This year let’s search for curved branches
Photo by Unsplash.
Jan. 26, 2026
By Patricia Ranzoni
Arm length. Rounded.
Shaped by the weight of what threatens to break. Because you
sent this card.
Because you sent this card, my snowfolk and I
will never see the same. No more straight out sticks
stuck in old ways, unable to reach round. No!
Because you sent this snowman card all sparkly and scarfy
I see something new. The possibility of bending arms encircling
in that ancient way humans dance turning our rounded arms
into lifted suns, our fingers sparking with what runs through us
when we touch.
Because you sent this card my snow people will still
sport buttons and eyes of stones I pry from the icy drive
and, you bet, smiles.

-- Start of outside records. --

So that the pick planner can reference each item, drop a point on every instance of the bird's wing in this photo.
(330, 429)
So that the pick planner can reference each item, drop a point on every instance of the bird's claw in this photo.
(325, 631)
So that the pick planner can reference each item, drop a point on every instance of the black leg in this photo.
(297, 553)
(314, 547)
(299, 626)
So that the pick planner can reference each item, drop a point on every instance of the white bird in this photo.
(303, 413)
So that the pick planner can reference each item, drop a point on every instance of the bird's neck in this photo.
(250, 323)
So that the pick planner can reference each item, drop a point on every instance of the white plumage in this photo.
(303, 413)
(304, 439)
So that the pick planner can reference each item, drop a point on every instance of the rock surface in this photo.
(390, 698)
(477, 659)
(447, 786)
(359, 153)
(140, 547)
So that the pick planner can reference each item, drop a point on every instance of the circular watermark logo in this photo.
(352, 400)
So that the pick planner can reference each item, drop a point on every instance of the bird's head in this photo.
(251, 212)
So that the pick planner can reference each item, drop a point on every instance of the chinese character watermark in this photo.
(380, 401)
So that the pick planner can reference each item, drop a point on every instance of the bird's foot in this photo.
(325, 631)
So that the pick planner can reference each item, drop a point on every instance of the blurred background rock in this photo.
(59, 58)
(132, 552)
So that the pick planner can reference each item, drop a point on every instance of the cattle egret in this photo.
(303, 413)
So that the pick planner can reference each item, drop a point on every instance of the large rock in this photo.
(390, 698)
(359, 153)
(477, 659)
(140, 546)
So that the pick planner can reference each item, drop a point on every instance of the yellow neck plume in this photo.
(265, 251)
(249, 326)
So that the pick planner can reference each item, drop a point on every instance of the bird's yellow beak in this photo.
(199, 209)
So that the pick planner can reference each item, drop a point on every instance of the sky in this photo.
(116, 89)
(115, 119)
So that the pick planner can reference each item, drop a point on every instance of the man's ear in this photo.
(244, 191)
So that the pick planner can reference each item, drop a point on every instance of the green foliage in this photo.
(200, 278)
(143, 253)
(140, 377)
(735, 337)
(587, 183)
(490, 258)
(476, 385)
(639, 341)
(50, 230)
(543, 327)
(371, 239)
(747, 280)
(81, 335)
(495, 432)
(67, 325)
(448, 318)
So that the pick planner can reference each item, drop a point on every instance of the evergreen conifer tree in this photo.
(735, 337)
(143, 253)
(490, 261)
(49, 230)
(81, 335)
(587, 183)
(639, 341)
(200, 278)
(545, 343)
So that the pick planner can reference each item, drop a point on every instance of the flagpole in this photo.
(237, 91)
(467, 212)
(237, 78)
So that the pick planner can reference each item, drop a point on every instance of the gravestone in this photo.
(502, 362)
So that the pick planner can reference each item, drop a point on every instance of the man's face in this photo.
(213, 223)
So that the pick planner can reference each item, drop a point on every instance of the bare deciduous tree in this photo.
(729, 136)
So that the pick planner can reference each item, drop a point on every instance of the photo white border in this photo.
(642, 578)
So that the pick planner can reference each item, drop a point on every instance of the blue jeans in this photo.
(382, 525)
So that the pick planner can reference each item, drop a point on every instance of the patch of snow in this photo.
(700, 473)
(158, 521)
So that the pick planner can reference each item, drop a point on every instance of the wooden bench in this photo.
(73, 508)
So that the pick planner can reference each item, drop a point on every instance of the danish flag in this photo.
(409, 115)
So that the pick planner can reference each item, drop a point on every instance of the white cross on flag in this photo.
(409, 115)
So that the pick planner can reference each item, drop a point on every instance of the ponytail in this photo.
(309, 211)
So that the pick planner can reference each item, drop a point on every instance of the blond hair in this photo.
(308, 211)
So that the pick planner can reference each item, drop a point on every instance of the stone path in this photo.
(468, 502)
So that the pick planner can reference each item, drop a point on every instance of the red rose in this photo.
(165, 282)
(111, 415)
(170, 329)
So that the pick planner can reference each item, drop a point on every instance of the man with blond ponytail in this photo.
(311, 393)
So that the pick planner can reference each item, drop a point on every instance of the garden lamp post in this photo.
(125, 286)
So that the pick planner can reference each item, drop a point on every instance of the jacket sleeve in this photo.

And each carrot, oh, tipped high
and back, not straight out, no, nosier than that, the better
to see the cardinals lit in its twiggy hands overhead.
This year when it snows our sculpting kind of snow here
I promise I will stretch for this joy you sent. This new way
of dreaming. Of making and showing.
Wherever we are, through whatever tears, won’t you watch
in this spirit with me, and wave?
—Ranzoni was Bucksport’s poet laureate from 2014 to 2025. This poem was previously published in Still Mill, Poems, Stories & Songs of Making Paper In Bucksport, Maine 1930 to 2014. (North Country Press, Swan’s Island).